Polyanna Vilanova é ex-conselheira do Cade e sócia no Vilanova Advocacia.

Henrique Muniz é advogado no escritório Vilanova Advocacia.

Regulação e concorrência: o setor de telecomunicações

Polyanna Vilanova & Ana Flávia Nápoli

Nas últimas décadas, o setor de telecomunicações passou por inúmeras transformações tecnológicas, chegando no ano de 2010 como um dos pilares da economia global. Contudo, se pela perspectiva da praticidade e acesso à informação, o setor de telecomunicações gerou grandes ganhos à sociedade, sob o aspecto concorrencial e regulatório, o caminho foi árduo e repleto de desafios.

Fato: cada vez mais a sociedade tem se conectado por meio de aparelhos celulares. Uma pesquisa realizada pela Comscore em 2021 indicou que, dispositivos móveis somam 91% do tempo de acesso à internet no Brasil [1], ficando atrás somente da Indonésia. Em 2016, 5 anos antes, esse número era de apenas 60%[2]. Essa crescente demanda por conectividade impulsionada pela proliferação desses dispositivos móveis e a popularização da internet demonstram a dinamicidade desse setor: a necessidade da criação constante de novos produtos e serviços (e novas infraestruturas para esses produtos) para se adequar às necessidades dos consumidores.

No entanto, se por um lado essa dinamicidade traz tantas inovações à sociedade, por outro, é justamente ela que implica na tendência de concentração desse mercado, e o principal ponto dessa problemática é que os investimentos para a prestação de novos serviços no setor de telecomunicação (ou até mesmo os próprios custos de operação nesse mercado) são altos. Em 2021, a Anatel (Agência Nacional de Telecomunicações) estimou que o investimento para as operadoras de telefonia operarem a tecnologia 5G no Brasil giraria em torno de R$ 169 bilhões[3]. A partir desses valores, é possível concluir que são poucas as empresas no Brasil capazes de atuar nesse mercado – e é justamente isso que faz com que os agentes existentes possuam vantagens no mercado[4], tornando necessário o olhar mais atento tanto por parte da Anatel quanto e pelo Cade.

Os desafios enfrentados pelo setor se dão pelas elevadas barreiras à entrada, grandes economias de escala e escopo, limitação da disponibilidade de insumo essencial, inovações tecnológicas e constantes mudanças[5]. Além disso, tendo em vista o ritmo acelerado dessas mudanças tecnológicas que frequentemente superam a capacidade da agência, torna-se necessário que a Anatel constantemente revisite o seu arcabouço regulatório à luz dessas transformações no intuito de dar respostas rápidas e eficazes aos agentes do setor.

Em meio a esse dinamismo característico, há o desafio de haver uma regulação atual, adequada e capaz de estimular a entrada de novos agentes nesses mercados. Isso porque, apesar da regulação ser necessária ela também pode ter efeitos negativos no mercado, especialmente quando as regras são excessivamente restritivas e impedem a entrada de novas empresas ou a oferta de novos serviços. Isso pode afetar a concorrência e, consequentemente, elevar os preços e reduzir a qualidade dos serviços. 

Se faz necessário, portanto, ponderar qual seria o melhor desenho para as novas tecnologias e modelos de negócios existentes, de que forma deve se dar a atuação do Cade e da Anatel para que seja alcançado o objetivo final de ampliar o oferecimento de serviços de qualidade a custos mais baixos e ao mesmo tempo estimular a competição.
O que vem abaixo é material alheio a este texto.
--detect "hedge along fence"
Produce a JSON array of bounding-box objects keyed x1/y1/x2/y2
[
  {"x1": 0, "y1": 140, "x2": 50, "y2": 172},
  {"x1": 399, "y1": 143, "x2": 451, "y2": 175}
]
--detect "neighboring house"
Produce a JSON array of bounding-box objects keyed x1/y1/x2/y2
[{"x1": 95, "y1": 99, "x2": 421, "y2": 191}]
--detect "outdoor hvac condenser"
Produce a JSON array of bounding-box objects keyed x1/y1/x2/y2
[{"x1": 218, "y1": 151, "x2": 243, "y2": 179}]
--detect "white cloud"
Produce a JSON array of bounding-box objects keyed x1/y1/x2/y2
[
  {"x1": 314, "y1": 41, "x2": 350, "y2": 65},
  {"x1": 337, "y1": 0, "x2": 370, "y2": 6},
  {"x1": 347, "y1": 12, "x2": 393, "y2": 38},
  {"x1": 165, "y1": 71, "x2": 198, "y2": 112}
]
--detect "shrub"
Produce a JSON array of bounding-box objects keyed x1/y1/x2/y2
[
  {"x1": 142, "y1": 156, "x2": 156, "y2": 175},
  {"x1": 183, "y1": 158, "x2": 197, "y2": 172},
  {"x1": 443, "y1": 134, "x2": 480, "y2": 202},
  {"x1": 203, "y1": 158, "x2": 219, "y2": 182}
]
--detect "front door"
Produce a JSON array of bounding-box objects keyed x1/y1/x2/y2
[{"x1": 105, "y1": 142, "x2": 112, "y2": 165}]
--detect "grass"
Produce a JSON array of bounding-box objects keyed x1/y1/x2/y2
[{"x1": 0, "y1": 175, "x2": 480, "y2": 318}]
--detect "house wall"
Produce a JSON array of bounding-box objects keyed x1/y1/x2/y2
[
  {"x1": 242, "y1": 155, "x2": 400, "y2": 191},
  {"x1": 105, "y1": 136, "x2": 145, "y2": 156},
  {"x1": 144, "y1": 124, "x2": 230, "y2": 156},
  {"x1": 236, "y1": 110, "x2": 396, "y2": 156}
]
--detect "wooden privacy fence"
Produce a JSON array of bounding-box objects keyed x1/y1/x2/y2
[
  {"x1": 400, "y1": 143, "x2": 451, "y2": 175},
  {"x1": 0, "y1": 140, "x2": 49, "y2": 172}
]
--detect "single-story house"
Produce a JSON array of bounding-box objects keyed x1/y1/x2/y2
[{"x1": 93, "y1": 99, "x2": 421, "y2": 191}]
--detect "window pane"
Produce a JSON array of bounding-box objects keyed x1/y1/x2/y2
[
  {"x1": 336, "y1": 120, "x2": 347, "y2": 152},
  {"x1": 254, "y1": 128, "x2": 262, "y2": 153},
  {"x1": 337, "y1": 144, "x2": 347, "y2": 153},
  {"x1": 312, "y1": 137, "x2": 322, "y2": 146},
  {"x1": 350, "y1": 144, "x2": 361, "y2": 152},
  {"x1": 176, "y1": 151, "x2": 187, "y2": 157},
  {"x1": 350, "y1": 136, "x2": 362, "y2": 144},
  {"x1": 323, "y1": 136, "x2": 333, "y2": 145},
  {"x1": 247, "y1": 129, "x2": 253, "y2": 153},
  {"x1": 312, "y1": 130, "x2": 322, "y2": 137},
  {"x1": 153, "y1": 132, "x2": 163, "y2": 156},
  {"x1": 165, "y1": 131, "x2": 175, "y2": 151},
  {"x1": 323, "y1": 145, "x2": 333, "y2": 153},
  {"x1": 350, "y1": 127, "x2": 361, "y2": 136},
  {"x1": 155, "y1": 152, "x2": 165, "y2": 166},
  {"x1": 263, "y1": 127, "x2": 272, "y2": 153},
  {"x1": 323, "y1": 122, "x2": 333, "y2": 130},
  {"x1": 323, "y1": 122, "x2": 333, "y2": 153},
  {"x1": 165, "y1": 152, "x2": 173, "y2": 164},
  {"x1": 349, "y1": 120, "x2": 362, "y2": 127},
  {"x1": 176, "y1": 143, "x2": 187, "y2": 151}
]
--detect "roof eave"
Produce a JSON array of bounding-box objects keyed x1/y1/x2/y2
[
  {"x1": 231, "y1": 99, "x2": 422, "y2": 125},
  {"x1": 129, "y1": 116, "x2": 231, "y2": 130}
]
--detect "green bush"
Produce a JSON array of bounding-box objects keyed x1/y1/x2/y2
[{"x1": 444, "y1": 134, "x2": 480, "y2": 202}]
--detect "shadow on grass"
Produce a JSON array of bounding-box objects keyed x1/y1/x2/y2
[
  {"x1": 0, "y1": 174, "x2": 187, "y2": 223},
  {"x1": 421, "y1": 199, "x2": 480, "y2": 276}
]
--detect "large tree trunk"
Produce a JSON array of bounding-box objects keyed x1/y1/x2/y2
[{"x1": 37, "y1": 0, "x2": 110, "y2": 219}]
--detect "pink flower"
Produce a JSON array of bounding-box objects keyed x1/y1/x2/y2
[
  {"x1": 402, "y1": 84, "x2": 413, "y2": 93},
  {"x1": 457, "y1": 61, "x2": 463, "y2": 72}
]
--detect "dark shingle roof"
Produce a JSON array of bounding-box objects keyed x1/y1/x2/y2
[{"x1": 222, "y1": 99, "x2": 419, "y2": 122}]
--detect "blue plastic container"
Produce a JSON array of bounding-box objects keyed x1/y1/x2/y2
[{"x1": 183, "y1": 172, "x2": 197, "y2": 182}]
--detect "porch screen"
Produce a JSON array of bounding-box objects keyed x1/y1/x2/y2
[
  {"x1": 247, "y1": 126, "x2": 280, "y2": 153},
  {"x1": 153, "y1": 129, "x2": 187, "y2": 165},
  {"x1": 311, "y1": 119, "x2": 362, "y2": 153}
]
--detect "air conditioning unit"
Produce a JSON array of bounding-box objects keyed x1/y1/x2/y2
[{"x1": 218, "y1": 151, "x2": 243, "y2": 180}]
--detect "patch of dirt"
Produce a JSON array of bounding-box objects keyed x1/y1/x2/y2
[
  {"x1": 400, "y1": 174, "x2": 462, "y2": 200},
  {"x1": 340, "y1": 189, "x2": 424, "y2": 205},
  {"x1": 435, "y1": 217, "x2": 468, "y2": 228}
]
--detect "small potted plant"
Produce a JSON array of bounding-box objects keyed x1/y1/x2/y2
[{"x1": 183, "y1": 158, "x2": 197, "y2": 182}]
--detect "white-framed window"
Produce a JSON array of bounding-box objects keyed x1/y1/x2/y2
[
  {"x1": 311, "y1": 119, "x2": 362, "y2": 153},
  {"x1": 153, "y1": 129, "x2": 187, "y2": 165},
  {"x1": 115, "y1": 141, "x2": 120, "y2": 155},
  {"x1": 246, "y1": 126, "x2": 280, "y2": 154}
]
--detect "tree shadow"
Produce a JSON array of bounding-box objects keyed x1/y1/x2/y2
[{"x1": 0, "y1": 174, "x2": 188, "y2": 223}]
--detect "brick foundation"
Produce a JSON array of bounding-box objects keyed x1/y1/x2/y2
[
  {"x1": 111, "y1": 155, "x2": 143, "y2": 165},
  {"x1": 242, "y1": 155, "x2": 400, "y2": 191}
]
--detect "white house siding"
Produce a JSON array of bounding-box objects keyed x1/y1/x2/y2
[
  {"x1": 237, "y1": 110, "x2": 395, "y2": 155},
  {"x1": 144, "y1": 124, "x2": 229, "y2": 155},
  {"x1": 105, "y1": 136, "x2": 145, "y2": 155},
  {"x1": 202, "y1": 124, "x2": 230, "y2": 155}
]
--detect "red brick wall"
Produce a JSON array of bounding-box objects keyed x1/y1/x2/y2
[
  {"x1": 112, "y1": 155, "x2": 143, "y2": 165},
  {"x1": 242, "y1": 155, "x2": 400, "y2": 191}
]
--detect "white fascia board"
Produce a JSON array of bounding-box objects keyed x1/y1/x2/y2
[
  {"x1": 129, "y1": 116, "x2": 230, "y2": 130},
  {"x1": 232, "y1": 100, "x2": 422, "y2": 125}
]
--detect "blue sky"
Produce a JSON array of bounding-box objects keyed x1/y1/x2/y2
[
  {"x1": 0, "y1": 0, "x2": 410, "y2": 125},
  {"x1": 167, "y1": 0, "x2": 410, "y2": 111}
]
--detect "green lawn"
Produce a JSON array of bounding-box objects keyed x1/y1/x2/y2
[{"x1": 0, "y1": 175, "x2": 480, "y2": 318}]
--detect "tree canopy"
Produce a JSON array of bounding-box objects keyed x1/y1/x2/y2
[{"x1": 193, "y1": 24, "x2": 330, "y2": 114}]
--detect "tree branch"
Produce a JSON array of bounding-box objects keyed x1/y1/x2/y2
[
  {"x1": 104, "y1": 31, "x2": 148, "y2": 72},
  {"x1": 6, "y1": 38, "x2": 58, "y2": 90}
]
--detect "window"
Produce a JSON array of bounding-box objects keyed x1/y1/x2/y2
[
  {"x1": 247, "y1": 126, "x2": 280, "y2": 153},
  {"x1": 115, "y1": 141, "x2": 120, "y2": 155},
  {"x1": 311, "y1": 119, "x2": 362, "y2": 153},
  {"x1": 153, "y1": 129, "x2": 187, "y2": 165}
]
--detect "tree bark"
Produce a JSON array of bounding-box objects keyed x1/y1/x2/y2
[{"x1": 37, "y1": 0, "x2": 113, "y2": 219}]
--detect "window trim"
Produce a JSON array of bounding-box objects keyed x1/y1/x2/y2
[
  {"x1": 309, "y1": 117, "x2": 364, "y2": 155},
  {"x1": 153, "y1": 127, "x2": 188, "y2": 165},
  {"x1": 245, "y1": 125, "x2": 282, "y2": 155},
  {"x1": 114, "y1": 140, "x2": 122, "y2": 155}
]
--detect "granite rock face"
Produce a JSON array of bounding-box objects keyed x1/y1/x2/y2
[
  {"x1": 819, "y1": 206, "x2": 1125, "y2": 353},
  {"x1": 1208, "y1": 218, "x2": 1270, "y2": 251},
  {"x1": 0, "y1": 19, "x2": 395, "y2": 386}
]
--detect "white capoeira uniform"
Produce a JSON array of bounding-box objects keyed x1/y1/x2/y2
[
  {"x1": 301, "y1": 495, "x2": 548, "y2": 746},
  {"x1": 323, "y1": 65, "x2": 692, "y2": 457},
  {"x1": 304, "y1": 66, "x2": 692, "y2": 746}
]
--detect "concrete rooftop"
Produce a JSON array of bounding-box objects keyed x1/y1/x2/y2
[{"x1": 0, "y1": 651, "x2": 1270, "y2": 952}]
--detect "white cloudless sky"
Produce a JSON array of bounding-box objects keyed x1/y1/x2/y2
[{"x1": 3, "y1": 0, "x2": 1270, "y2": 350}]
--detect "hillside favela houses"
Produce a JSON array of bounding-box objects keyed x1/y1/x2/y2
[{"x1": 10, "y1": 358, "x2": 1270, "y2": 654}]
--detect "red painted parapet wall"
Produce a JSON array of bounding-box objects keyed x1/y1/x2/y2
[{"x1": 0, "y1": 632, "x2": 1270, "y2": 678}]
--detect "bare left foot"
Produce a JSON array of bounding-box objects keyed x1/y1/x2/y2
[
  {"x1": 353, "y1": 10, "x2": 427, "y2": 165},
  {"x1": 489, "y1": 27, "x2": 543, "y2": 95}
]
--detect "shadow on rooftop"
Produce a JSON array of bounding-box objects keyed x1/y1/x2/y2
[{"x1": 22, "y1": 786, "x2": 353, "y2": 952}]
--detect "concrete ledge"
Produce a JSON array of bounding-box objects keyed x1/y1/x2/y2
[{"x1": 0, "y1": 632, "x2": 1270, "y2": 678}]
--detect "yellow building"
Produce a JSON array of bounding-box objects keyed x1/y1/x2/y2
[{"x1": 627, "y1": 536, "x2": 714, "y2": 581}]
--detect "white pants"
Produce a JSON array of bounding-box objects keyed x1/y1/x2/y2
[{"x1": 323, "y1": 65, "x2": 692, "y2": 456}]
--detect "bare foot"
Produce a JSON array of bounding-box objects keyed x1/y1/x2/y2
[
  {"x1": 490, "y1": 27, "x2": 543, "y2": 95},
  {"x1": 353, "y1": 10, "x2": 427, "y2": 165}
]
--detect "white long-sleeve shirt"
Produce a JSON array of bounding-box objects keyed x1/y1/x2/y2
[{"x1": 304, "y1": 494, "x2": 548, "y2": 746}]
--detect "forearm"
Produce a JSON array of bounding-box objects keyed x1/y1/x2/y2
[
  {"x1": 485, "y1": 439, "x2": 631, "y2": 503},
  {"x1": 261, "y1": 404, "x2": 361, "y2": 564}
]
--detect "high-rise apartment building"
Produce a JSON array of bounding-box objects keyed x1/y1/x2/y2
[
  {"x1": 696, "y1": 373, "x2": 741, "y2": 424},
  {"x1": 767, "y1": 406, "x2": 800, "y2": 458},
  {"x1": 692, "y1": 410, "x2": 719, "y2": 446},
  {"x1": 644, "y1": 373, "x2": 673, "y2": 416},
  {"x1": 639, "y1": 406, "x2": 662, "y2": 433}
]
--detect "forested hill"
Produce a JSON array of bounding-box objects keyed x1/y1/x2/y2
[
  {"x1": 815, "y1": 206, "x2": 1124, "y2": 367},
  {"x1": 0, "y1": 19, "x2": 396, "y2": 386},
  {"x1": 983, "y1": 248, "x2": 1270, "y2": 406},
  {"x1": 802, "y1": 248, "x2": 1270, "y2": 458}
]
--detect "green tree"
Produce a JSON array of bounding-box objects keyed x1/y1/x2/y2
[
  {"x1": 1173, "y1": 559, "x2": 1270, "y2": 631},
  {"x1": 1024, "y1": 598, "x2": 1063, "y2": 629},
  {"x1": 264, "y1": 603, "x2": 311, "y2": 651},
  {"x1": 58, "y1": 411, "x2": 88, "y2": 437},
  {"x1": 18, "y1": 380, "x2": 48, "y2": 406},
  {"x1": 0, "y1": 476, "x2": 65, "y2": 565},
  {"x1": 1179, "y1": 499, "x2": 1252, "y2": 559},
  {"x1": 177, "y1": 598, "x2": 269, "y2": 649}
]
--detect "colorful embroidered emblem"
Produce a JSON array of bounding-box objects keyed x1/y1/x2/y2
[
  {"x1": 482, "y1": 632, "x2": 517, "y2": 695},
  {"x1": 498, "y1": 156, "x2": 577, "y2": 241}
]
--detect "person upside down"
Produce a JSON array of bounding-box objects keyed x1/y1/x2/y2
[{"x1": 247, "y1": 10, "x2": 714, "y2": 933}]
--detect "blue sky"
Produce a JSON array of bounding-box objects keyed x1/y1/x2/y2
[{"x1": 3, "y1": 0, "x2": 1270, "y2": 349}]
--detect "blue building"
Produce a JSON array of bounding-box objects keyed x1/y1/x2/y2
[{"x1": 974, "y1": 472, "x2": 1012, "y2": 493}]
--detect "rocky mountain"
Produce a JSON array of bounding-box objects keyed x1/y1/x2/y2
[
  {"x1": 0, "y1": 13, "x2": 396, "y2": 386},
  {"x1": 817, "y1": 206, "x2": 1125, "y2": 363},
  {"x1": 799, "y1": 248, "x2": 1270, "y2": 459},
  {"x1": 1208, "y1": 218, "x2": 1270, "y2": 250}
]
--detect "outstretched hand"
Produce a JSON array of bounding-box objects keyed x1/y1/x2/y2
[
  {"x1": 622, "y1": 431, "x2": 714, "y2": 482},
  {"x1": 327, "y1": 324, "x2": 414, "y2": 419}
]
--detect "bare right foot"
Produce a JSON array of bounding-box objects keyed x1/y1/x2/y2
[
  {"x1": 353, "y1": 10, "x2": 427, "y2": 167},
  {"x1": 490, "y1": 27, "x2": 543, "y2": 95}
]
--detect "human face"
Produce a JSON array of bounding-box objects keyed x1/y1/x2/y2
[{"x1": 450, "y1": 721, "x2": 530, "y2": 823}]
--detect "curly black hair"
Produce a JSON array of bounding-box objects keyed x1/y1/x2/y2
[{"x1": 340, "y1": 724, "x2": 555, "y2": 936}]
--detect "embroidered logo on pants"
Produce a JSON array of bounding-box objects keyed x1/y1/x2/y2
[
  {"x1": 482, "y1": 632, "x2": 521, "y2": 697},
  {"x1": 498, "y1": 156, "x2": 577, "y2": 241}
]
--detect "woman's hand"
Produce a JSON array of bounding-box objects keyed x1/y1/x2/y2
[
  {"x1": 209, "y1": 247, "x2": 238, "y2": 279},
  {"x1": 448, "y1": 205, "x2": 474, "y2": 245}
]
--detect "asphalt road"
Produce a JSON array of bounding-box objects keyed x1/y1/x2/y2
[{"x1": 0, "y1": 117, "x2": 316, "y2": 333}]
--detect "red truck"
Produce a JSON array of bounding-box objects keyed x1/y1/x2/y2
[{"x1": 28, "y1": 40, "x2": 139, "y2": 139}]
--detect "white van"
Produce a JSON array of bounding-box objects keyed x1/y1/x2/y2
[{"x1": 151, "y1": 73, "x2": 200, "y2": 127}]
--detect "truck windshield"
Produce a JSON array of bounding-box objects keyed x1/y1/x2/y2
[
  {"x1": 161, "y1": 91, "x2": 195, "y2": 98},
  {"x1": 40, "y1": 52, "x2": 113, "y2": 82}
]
Desse modo, o equilíbrio entre a regulação e a concorrência são elementos-chave para o bom funcionamento do setor de telecomunicações e devem caminhar lado a lado. Isso porque, em que pese a regulação seja necessária para garantir que as empresas cumpram com normas, obrigações e regulamentos específicos, protegendo os interesses dos consumidores, por outro lado, a concorrência é fundamental para promover um ambiente competitivo saudável e estimular a inovação. Assim, as funções das instituições são complementares e fundamentais para o setor.  

Ao longo das últimas décadas, o Cade e a Anatel têm mantido uma política de cooperação e troca de conhecimentos, essencial para a identificação e resolução de problemas relacionados à concorrência e a regulamentação do mercado de telecomunicações, de modo a dirimir as assimetrias informacionais com a abertura do diálogo entre a agência e as empresas do setor.

Inclusive, em 10 de abril de 2023, com a colaboração da Anatel, o Cade lançou a 18ª edição da série “Cadernos do Cade” que analisa os mercados de telecomunicações no Brasil, com foco nos segmentos de telefonia fixa e móvel, banda larga fixa e infraestrutura. O Caderno apresenta o contexto em que o mercado atualmente se insere a nível nacional e global abordando diversas estatísticas do setor e casos que passaram pelo Cade, sejam estes atos de concentração ou investigações de condutas anticompetitivas.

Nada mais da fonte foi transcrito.